The two of them ended up wandering the city for a couple of hours, asking around the city, concentrating on the southern part – since that was the direction Aemoten and Thaler would have entered through – in search for their friends. Much to Jaelnec's surprise it actually proved challenging to find anyone who knew anything useful at all. It was to be expected that few would notice Aemoten, who merely looked a bit like a foreigner, and maybe only a few more Thaler, since daywalkers – white-haired youths in particular – were rare, but he had been sure that Etakar would have been noticed by absolutely everyone.

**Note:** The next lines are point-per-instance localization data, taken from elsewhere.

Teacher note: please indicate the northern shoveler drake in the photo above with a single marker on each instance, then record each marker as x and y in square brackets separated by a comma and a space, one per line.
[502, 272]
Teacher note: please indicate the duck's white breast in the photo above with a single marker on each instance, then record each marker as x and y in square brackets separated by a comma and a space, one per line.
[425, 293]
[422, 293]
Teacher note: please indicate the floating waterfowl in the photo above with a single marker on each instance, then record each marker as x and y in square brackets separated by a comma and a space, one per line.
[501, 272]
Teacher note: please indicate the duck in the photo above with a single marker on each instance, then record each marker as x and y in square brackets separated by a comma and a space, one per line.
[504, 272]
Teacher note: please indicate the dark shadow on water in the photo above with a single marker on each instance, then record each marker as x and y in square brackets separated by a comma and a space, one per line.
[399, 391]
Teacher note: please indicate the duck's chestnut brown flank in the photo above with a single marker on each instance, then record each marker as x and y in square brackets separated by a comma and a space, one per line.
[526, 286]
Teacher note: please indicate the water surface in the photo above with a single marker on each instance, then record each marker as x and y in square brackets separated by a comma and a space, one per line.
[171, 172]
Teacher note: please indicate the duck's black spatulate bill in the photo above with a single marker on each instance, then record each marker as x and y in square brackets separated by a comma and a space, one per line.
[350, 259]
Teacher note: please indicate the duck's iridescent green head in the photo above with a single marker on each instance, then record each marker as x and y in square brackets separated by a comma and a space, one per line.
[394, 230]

As it turned out though, most people in the city proper were so used to domesticated or caged beasts of one kind or another, be those vulgors, belagons, yths and even the rare lohk or wyvern, that few of them paid much attention to something like a dekkun unless it was doing something in particular to attract attention to itself. Etakar being as well-behaved as it was made him and his riders exceedingly difficult to track. At one point Jaelnec remarked to Olan how the people here probably would not even bat an eye at Murchad, and that their biggest concern with the wolf would probably be that he was not wearing a leash.

After a while of wandering like this, hoping against hope to find someone who more clearly remembered Etakar and his riders and could offer more useful directions, it was ultimately Jaelnec who spotted something familiar... only, it was not what he was looking for. While wandering down one of the less populated streets of the city the squire recognized a face among the relatively thin crowd. He was not entirely sure how he knew the guy, just that it had been at least several months ago, when Freagon had still been alive. Jaelnec remembered mostly because the man was unusually tall, that his demeanor had been almost disturbingly similar to Freagon's, if less aggressive, and that he, too, was a knight. When Jaelnec had last seen him it had been in... Etlon? He thought so, though he did not remember where in Etlon. This guy had also been just one of several knights, others of which had been more impressive.
Jaelnec stared at him for a moment, momentarily distracted from his search, as he tried to remember this person's name. Something with an f-sound, he thought... Falcon? No, that was one of the other knights. And it was a title, not a name...
“Viper,” he said out loud, lowering his gaze to the ground, prompting Olan to stop and look at his younger companion curiously. “He is the Viper.”